ClearML is an open-source and commercial platform to manage the ML lifecycle. The purpose of this document is to explain how to run Jobs with MLflow using the Run:ai scheduler.

Overview¶

ClearML concepts are discussed here. Specifically see ClearML Kubernetes architecture.

Terminology¶

Run:ai uses Projects. A Project is assigned to users and contains information such as quota, affinity, and more. A Run:ai Project is implemented as a Kubernetes namespace.
ClearML allows the Researcher to run Experiments. Experiment is equivalent to a Run:ai Job. A ClearML Experiment is sent to a ClearML Queue for execution.
ClearML execute Agents. An agent runs on a Kubernetes namespace. An Agent is configured to watch a Queue. The Agent fetches an experiment from the queue for execution within the Kubernetes namespace.

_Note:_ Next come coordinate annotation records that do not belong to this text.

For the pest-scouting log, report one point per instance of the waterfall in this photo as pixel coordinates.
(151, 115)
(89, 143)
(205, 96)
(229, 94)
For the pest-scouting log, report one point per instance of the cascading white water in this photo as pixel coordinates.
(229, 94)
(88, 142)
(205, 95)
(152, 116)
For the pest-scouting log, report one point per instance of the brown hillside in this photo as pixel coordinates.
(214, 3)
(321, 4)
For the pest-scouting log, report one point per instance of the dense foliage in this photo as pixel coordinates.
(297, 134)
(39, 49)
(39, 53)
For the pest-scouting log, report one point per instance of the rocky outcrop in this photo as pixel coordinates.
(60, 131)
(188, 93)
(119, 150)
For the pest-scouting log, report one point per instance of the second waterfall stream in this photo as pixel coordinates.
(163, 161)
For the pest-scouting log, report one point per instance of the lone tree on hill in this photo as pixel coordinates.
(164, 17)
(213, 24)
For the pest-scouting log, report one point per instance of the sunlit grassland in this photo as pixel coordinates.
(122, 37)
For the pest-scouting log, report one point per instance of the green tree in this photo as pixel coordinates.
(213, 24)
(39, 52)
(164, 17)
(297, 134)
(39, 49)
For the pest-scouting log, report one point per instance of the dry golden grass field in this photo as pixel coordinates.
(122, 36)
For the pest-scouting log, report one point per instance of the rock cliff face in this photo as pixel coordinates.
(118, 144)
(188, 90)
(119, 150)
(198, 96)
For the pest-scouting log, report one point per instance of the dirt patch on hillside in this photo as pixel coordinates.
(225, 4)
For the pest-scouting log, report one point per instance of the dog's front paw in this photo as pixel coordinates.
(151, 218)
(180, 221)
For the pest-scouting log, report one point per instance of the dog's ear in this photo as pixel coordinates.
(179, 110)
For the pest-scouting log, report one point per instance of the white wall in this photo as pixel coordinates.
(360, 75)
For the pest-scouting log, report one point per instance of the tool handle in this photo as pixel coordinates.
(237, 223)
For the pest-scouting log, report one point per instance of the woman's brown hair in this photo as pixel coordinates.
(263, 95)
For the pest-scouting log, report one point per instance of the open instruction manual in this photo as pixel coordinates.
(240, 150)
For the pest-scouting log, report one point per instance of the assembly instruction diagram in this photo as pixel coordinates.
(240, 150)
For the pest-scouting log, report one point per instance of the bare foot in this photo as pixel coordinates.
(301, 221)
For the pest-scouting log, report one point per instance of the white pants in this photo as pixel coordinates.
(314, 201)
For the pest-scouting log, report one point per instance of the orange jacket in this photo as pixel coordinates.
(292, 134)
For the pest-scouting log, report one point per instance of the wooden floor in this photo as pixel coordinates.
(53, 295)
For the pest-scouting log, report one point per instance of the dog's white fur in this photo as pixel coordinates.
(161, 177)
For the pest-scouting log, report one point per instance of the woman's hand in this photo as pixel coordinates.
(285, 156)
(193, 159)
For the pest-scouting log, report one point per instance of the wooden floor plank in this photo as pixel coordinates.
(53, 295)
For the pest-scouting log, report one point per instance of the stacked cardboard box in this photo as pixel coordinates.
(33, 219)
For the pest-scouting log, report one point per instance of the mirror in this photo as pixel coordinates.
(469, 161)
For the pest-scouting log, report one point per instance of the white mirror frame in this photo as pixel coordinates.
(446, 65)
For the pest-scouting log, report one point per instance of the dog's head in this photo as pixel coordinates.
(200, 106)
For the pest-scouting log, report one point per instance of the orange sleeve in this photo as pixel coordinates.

Step by Step Instructions¶

Prerequisites¶

A working Run:ai cluster.
Install ClearML via ClearML helm charts. Once ClearML is installed, verify that the installation is working by running:

kubectl get pod -n clearml

See that all pods are up.

Preparations¶

To prepare a Run:ai Project and a ClearML Queue do the following:

In ClearML, create a queue named runai-clearml.
In Run:ai, create a project named clearml. This will create a namespace called runai-clearml
Associate the queue and the project by running:

kubectl get role -n clearml k8sagent-pods-access -ojson | jq '.metadata.namespace="runai-clearml"' | jq 'del(.metadata.uid)' | jq 'del(.metadata.resourceVersion)' | jq 'del(.metadata.creationTimestamp)' | kubectl create -f -
kubectl get rolebinding -n clearml k8sagent-pods-access -ojson | jq '.metadata.namespace="runai-clearml"' | jq 'del(.metadata.uid)' | jq 'del(.metadata.resourceVersion)' | jq 'del(.metadata.creationTimestamp)' | kubectl create -f -
kubectl get secret -n clearml clearml-conf -ojson | jq '.metadata.namespace="runai-clearml"' | jq 'del(.metadata.uid)' | jq 'del(.metadata.resourceVersion)' | jq 'del(.metadata.creationTimestamp)' | kubectl create -f -
kubectl get configmap -n clearml k8sagent-pod-template -ojson | sed 's@tolerations:\\n    {}@tolerations:\\n    []@g' | jq '.metadata.namespace="runai-clearml"' | jq 'del(.metadata.uid)' | jq 'del(.metadata.resourceVersion)' | jq 'del(.metadata.creationTimestamp)' | jq '.data["template.yaml"]=(.data["template.yaml"] + "  schedulerName: runai-scheduler")' | kubectl create -f -
kubectl get deployment -n clearml clearml-k8sagent -ojson | sed 's/clearml-apiserver/clearml-apiserver.clearml.svc.cluster.local/; s/clearml-webserver/clearml-webserver.clearml.svc.cluster.local/; s/clearml-fileserver/clearml-fileserver.clearml.svc.cluster.local/; s@--template-yaml /root/template/template.yaml@--template-yaml /root/template/template.yaml --namespace runai-clearml@; s/k8s-agent/runai-k8s-agent/; s/aws-instances/runai-clearml/' | jq 'del(.status)' | jq 'del(.metadata.creationTimestamp)' | jq 'del(.metadata.generation)' | jq 'del(.metadata.uid)' | jq 'del(.metadata.resourceVersion)' | jq '.metadata.namespace="runai-clearml"' | kubectl create -f -

Note

The script is hardcoded for the above queue name and Run:ai Project name. You can change the script accordingly.

Validate that the Queue and the Project are connected by running:

kubectl get pod -n runai-clearml

You should see a ClearML agent running inside the Run:ai namespace.

Running an Experiment¶

Using the ClearML interface create an experiment and enqueue it to the runai-clearml queue.
Go to the Run:ai user interface. Under Jobs see that the job was created.